Aggressive Inline received nominations for several accolades, including for the 2002 "Outstanding Original Sports Game" by the National Academy of Video Game Trade Reviewers and the 2002 "Console Sports Game of the Year" at the 6th Annual Interactive Achievement Awards. GameSpot nominated the game as the "Game of the Month" in May 2002 and the "Best Alternative Sports Game" across console platforms for 2002.

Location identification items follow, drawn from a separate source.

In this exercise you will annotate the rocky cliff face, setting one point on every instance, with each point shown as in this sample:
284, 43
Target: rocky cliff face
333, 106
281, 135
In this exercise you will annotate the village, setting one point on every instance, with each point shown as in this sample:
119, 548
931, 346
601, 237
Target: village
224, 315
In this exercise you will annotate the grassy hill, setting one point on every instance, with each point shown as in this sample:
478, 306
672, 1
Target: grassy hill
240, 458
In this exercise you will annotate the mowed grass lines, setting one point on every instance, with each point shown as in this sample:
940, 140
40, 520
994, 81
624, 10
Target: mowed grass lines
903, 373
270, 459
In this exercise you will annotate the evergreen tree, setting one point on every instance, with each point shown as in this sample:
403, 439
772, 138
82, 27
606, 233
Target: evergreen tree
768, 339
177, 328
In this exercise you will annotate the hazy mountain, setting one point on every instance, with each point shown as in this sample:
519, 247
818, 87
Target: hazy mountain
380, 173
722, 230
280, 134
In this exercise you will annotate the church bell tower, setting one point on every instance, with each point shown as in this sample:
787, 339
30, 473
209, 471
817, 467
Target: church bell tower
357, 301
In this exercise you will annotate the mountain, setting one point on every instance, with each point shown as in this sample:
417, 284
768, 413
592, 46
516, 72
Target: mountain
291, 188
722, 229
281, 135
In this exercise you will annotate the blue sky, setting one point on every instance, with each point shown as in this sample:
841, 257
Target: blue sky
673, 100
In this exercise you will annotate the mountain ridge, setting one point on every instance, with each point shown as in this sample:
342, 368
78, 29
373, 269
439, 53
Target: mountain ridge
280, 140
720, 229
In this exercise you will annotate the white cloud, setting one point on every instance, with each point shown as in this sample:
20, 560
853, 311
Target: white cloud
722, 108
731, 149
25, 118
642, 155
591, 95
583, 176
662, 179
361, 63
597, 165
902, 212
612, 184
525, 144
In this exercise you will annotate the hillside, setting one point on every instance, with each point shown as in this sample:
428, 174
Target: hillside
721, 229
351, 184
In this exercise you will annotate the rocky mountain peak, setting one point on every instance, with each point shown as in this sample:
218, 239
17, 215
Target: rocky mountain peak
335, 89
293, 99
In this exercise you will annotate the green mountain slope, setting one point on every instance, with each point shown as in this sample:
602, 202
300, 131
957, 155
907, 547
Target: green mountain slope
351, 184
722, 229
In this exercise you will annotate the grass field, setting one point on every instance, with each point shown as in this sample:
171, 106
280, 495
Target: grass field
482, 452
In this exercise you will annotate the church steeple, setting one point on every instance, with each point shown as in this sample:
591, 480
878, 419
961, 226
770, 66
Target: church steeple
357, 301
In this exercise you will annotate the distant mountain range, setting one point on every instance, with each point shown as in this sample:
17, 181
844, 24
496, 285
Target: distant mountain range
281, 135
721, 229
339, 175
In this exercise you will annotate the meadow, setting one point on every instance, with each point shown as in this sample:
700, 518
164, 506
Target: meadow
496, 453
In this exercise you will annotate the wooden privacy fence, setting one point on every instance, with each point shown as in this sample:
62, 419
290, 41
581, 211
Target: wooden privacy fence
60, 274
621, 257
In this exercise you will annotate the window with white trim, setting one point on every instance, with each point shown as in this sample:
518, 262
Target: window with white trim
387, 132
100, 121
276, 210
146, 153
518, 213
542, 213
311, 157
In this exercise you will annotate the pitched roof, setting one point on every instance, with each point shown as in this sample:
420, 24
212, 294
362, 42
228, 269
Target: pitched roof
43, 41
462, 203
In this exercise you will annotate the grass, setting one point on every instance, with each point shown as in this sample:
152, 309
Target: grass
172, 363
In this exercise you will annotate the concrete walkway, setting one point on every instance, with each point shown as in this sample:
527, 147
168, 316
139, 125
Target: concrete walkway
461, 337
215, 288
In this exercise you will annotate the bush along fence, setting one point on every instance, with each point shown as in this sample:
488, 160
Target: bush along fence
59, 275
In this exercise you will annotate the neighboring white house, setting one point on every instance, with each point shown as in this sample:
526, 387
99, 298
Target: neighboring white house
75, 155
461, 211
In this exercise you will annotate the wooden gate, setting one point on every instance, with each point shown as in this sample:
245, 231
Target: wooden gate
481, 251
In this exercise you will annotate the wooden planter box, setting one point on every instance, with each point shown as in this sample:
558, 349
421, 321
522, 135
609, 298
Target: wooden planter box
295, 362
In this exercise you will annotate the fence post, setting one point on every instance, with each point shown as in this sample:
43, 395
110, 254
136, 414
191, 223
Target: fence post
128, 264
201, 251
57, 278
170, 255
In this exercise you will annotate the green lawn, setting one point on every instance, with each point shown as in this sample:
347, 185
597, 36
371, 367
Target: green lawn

=== Retrospective reception ===

Retrospective assessments of Aggressive Inline have remained positive. Several critics have remarked that the game introduced several innovations that predated the features of titles in the Tony Hawk's Pro Skater series. In 2006, Edge noted that Aggressive Inline preceded features used in Tony Hawk's Pro Skater 4, including the introduction of career stages without a time limit. Similarly in 2002, the IGN review of Tony Hawk's Pro Skater 4 noted Aggressive Inline offered a "serious challenge" to Neversoft, using it as a point of comparison for several of the new features in the game. Describing the game as a "true breakthrough competitor" to the Tony Hawk's Pro Skater series in 2009, Official PlayStation Magazine praised Aggressive Inline as "addictive" and a "unique, innovative and remarkably fun sports game", highlighting the game's "huge" and "cleverly crafted" stages. In 2019, Eurogamer praised Aggressive Inline as "completely innovative and awesome thanks to its huge playing areas". However, several retrospective articles noted the game was not a commercial success. Categorizing the game as a "flop" in 2004, GMR noted that "while the press loved Aggressive Inline, nobody bought it." Similarly in 2011, Edge classified the game as a "forgotten" title, noting that the game's failure was "quickly overshadowed by the miserably attention-seeking BMX XXX" and because "inline skates never attained the same kind of cultural cachet at skateboards".